The LNG-IUD also is a good option for pain prevention among patients in their 20s. “Not uncommonly, I see a lot of early-20s women or women in their middle 20s who have pretty severe, chronic pelvic pain, especially with their periods,” says Stephanie Delkoski, DNP, APRN, WHNP-BC, a clinical assistant professor at the University of Minnesota School of Nursing. “A lot of their pain lingers, including pain with intercourse and periods, but some received really good relief with contraceptive methods. The LNG-IUD worked best for them.”

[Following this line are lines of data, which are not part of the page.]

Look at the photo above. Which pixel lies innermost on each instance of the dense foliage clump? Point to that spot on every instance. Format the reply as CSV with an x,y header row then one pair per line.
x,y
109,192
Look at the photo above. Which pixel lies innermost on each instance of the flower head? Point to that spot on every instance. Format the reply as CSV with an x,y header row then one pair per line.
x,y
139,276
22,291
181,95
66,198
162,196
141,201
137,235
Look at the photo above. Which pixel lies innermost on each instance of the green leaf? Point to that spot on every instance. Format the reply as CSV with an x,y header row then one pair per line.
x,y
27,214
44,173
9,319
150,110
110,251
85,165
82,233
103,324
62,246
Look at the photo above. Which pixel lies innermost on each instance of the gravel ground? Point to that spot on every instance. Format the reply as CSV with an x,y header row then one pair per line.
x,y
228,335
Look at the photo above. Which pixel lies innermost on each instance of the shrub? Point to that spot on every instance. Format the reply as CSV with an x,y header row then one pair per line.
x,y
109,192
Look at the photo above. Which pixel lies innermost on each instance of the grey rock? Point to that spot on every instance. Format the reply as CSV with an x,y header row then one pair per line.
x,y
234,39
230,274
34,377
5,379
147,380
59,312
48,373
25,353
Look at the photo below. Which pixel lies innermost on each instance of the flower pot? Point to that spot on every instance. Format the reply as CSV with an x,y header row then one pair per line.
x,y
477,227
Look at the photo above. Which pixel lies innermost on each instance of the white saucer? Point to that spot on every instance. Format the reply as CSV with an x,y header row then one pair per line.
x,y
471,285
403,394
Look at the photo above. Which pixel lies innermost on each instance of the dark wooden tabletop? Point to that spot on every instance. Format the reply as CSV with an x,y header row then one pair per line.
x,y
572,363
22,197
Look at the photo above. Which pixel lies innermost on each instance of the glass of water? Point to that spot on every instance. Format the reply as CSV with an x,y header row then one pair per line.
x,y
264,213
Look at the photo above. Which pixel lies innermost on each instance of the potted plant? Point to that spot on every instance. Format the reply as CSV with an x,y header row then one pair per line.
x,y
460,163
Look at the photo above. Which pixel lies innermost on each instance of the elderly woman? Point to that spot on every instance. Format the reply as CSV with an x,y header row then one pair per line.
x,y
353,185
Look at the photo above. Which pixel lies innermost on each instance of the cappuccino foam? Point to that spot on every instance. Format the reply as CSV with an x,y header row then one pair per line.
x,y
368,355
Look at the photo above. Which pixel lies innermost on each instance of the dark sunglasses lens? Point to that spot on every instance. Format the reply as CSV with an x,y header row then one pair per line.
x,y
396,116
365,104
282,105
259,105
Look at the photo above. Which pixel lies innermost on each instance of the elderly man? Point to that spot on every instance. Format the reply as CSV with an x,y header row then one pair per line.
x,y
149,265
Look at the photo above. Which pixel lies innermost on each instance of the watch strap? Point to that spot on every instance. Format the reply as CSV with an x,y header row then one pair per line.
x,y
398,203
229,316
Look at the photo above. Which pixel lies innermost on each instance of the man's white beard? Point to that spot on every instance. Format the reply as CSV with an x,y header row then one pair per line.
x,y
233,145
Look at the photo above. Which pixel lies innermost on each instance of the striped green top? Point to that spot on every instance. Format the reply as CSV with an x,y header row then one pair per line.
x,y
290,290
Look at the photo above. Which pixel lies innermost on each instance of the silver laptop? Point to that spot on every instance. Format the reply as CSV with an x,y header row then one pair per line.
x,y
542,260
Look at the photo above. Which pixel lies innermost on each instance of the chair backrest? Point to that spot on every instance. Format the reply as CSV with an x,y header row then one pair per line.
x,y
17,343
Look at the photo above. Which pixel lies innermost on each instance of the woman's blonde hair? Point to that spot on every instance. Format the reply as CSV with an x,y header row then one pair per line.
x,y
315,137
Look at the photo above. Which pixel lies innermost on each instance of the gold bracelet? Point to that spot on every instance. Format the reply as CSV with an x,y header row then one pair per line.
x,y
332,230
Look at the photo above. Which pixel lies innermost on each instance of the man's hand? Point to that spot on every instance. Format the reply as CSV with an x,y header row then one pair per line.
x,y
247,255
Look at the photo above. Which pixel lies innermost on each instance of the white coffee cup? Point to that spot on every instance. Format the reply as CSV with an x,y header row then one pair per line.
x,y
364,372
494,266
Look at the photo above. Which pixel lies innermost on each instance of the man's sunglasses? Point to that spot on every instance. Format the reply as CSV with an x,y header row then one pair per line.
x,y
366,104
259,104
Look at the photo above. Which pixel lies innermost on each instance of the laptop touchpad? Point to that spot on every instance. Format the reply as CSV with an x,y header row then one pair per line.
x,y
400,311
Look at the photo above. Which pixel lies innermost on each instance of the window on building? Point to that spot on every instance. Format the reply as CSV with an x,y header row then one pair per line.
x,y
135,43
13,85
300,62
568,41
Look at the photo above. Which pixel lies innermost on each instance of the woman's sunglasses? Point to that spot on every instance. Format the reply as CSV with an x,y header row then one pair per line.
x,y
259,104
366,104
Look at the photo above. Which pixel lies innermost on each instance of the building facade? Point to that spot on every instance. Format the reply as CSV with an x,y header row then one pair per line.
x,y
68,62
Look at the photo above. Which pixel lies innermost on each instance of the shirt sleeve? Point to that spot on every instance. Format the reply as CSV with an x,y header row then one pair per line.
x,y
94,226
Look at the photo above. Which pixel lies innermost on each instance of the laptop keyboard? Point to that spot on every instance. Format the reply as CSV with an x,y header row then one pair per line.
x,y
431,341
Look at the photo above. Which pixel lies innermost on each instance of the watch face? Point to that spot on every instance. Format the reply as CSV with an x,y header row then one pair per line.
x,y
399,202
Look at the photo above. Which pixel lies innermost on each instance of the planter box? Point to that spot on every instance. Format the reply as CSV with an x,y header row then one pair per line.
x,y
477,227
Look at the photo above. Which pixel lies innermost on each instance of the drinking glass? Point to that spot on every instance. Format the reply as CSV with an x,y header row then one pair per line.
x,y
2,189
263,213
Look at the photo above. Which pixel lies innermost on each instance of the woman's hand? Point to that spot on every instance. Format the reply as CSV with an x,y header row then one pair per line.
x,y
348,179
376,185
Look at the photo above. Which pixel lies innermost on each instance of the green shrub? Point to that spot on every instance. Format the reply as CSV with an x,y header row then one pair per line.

Discuss Expectations Around Pain
Clinicians should be aware of the short-term pain some patients experience with IUD insertion and help prepare patients for that. “Most women report there is mild to moderate discomfort with placement, but it’s short in duration,” says Jeffrey T. Jensen, MD, MPH, a professor and vice chair of research in the department of obstetrics and gynecology at Oregon Health & Science University. “We’re honest about that. I had a patient yesterday, and I told her what to expect. At the end of the procedure, it was more painful than she expected.”
One problem is how IUD insertion pain is discussed on social media. “Someone will go on and describe their whole experience in great detail, and you see that with childbirth, as well,” Jensen explains. “There’s an absence of good strategies to completely manage that.”
Providers need experience to place these devices with minimal discomfort to patients. They should take time to discuss patients’ expectations about the pain. “We’re doing a procedure with long-lasting benefit, and it will reduce menstrual pain,” Jensen says. “If we can get through that, this two-minute procedure will have long-lasting benefit.”
REFERENCES
- Zieman M, Hatcher RA, Allen AZ, Haddad L. Managing Contraception 2021-2022. 16th Edition. Bridging the Gap Foundation.
- Hatcher RA, Nelson AL, Trussell J, et al. Contraceptive Technology. 21st Edition. Ayer Company Publishers, Inc. 2018.
- Fenghua Y, Rong S, Juan S, Guan L. Effect of Mirena intrauterine device combined with GNRH-A on endometriosis, sex hormone level and carbohydrate antigen 125. Cell Mol Biol (Noisy-le-grand) 2022;68: 22-26.
- Adeyemi-Fowode OA, Bercaw-Pratt JL. Intrauterine devices: Effective contraception with noncontraceptive benefits for adolescents. J Pediatr Adolesc Gynecol 2019;32:S2-S6.
- HealthyChildren.org. American Academy of Pediatrics updated recommendations on contraception and adolescents. July 20, 2020.
Research suggests hormonal intrauterine devices (IUDs) can relieve pelvic pain and endometriosis. One recent study revealed that levonorgestrel IUDs can improve endometriosis and ovarian function when combined with gonadotropin-releasing hormone agonists. They also can alleviate the symptoms of sexual intercourse pain and dysmenorrhea and control the risk of postoperative recurrence.